Governo lança campanha de prevenção a aids e espera apoio da Igreja
PUBLICAÇÃO
quinta-feira, 01 de abril de 1999
Por Sônia Cristina Silva 
Brasília, 02 (AE) - Dispensar o preservativo porque tem parceiro fixo é uma armadilha especialmente para as mulheres. Por isso, o desafio do governo a partir deste ano é convencer o brasileiro a mudar seu comportamento sexual para barrar a epidemia da aids.

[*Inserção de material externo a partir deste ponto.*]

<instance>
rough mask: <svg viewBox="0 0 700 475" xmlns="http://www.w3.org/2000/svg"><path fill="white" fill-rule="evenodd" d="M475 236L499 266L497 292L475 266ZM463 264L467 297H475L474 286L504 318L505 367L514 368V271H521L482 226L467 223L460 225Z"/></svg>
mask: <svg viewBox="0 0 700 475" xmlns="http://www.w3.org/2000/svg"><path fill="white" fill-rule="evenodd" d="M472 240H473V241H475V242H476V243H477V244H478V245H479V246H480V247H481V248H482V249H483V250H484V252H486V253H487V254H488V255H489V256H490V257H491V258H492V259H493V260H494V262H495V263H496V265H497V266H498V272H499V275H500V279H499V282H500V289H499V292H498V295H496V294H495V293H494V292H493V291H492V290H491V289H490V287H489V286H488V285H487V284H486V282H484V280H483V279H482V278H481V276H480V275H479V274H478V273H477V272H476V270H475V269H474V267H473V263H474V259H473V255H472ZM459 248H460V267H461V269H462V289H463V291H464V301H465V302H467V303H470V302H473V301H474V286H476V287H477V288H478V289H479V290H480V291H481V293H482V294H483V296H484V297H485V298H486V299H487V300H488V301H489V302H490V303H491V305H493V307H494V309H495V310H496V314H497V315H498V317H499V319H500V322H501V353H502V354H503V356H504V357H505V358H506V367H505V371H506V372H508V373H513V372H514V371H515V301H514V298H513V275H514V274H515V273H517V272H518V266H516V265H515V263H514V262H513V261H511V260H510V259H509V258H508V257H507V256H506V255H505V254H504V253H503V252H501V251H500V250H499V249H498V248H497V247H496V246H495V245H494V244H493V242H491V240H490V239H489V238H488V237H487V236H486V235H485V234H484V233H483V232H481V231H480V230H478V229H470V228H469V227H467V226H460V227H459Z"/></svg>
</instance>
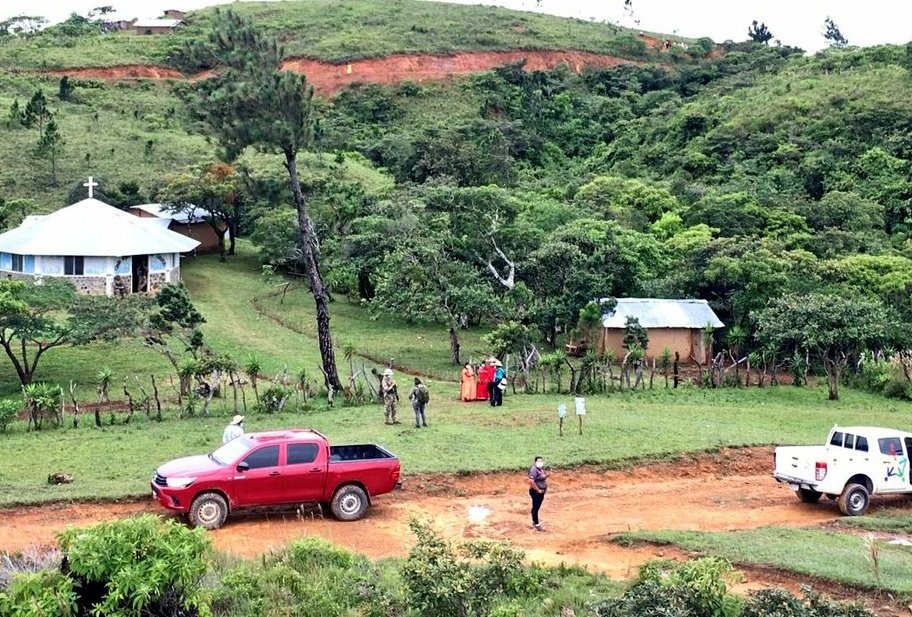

Pedro Chequer, coordenador do Programa de Doenças Sexualmente Transmissíveis e Aids (DST/Aids) do Ministério da Saúde, revelou que o governo está preparando um plano de informação, educação e comunicação que deve ficar pronto no fim deste mês. O tom da campanha é a responsabilidade de cada um no problema. E a Igreja poderá ser a grande aliada na disseminação do conceito de parceiro único. "É o ponto que nos une", disse. A partir do segundo semestre, segundo Chequer, o Brasil vai adotar os preservativos femininos para garantir maior autonomia às mulheres. "Inicialmente, o acesso ficará restrito a profissionais do sexo e organizações não-governamentais que trabalham com mulheres e população de baixa renda", informou Chequer, afirmando que, apesar de a pesquisa de aceitabilidade das camisinhas femininas ainda não estar fechada, já aponta um alto índice de aceitação. Com o preservativo, a mulher toma a decisão de cuidar-se, sem depender do parceiro.
Levantamentos mostram que as vendas de preservativo tradicional aumentaram de 50 milhões em 1993 para estimados 340 milhões em 1998. Em três meses, deve ficar pronta a pesquisa sobre comportamento e práticas sexuais dos brasileiros, do ponto de vista de orientação sexual, do uso de drogas e de relacionamentos afetivos. Na população jovem, a média de uso do preservativo de forma permantente é de 40%. Na população adulta, o uso é menor, em torno de 25%, porcentual baixo.